TESTE CÂMARA CASCUDO PARA CASAIS



Fabrício Carpinejar

Foto de Fabrício Carpinejar


Não tive sequer o direito de torcer o nariz, ele já nasceu torto.

Sou complicado para comer. Quando convidado a jantar, minha missão é descobrir antes o que será servido. Depois é que confirmo presença. Há mais opções no cardápio do que não gosto do que gosto. Vivo cheio de restrições e não é por problema de saúde, por uma justificativa séria, nada de intolerância à lactose e diabetes, não irei morrer por alergia; é chatice mesmo. Não aguento strogonoff, pizza então com strogonoff é um pesadelo, mais infernal se coberto de batata palha. É uma espécie de anorexia literária.

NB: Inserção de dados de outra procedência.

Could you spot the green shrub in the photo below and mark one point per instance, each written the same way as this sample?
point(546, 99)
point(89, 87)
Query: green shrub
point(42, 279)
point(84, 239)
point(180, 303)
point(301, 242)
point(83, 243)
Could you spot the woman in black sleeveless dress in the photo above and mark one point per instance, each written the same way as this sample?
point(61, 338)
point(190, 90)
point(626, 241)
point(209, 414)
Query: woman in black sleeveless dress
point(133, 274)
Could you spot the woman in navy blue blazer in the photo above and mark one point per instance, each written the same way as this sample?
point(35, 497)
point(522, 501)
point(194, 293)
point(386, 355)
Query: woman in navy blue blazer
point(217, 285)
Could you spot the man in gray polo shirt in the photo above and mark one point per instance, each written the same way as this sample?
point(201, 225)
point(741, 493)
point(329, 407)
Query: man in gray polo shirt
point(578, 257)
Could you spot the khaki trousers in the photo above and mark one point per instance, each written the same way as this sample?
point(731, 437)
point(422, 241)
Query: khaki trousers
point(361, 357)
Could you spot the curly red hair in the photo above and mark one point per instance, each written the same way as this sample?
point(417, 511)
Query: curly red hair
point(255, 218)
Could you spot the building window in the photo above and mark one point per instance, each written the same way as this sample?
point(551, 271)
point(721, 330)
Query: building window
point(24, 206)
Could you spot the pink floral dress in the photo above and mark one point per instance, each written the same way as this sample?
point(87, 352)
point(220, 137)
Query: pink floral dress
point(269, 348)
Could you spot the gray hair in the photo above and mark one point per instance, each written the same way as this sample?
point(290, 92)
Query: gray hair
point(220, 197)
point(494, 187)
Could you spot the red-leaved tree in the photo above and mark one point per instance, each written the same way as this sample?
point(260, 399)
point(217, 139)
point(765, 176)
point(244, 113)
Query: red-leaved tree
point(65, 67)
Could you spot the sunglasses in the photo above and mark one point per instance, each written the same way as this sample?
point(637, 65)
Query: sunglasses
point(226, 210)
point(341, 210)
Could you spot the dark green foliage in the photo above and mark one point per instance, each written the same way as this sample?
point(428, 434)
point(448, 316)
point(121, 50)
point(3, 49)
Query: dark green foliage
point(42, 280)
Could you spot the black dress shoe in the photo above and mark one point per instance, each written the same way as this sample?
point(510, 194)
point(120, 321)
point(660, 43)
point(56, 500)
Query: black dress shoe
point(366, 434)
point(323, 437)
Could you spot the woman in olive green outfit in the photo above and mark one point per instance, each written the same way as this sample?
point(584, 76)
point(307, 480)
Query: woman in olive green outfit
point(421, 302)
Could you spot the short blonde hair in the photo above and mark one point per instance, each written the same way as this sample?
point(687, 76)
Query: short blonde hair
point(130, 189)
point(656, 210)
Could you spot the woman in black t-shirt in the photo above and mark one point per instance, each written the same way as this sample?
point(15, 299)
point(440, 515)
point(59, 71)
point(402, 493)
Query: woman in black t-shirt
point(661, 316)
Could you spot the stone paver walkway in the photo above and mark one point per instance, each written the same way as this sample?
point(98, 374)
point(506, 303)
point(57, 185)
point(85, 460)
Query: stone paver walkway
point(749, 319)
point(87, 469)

Meu paladar é incurável, enjoa com rapidez, recuso lasanha de frango, empada de frango, pastel de frango desde que encontrei um osso no meio do recheio. Nas festas e encontros sociais, o garçom passará reto com a bandeja.

Não admito comida fria. Partilho da turma do 'pode vir quente que estou fervendo'. Não cisco tábua e aperitivos, esnobo pãezinhos com caviar. Meu olhar é um micro-ondas girando.

Para ser meu amigo, o sujeito não deve mastigar vagem - é um princípio. Amigo que engole vagem vai me trair, mostra-se influenciável e disposto a qualquer negócio.

A namorada sofre comigo. Espia o bufê para conferir se uma panela irá me agradar. Volta, aliviada, com o sinal de ok, e me chama em direção à mesa. "Está livre, venha!". É uma espiã dos pratos prediletos. Chega a traduzir as caretas e os engasgos.

Mas Cínthya me assusta. No fundo, ela me apavora. É o oposto. Depois de dois anos juntos, nunca vi recusar uma especialidade, desdenhar uma opção, insinuar nojo. Nunca confessa que odeia algo. E já viajamos pelo norte, nordeste, sudeste, sul do país. Enfrentamos tacacá, arrumadinho, buchada, macaxeira, sarapatel. Não testemunhei uma negativa, não exprimiu um "argh" ao longo do convívio.

Eu me enxerguei diminuído, sem nenhuma exigência maior. Suava frio com os pressentimentos; seria também vítima de sua caridade? Não admitia a hipótese de que ela comia qualquer coisa. Era uma verdade degradante, insuportável. Necessitava localizar um respaldo, uma esperança, o mínimo de seleção para me sentir eleito.

A sensação é que ela tinha servido no exército, que foi treinada na selva. Se acampássemos, faria uma fritada de insetos, um ensopado de larvas de moscas, um macaco ao molho pardo, e mastigaria fixando o alto das árvores para antecipar a caça do dia seguinte.

No desespero da madrugada, criei um diálogo sem pé nem cabeça. Nossa DR atingia à complicada e delicada fase "Luis da Câmara Cascudo":

- Amor, você comeria bago de bode?
- Já comi.
- Mas não aceitaria moela, né?
- Não sou contra.
- Língua, bochecha, rabo e tutano, não desce?
- Dá sim, deliciosos, é a base da alta culinária francesa.
- Mas tem oposição à galinha cabidela preparada no sangue?
- Que isso? É típica de Portugal. E aprovo pescoço, fígado, coração, asas e patas da ave.
- Rã não, jacaré não?
- Adoro.
- Amorzinho, me diz que não tolera dobradinha, me diz, por favor?
- Essa sim, odeio!

Dormi feliz. Sou, pelo menos, melhor do que o mocotó.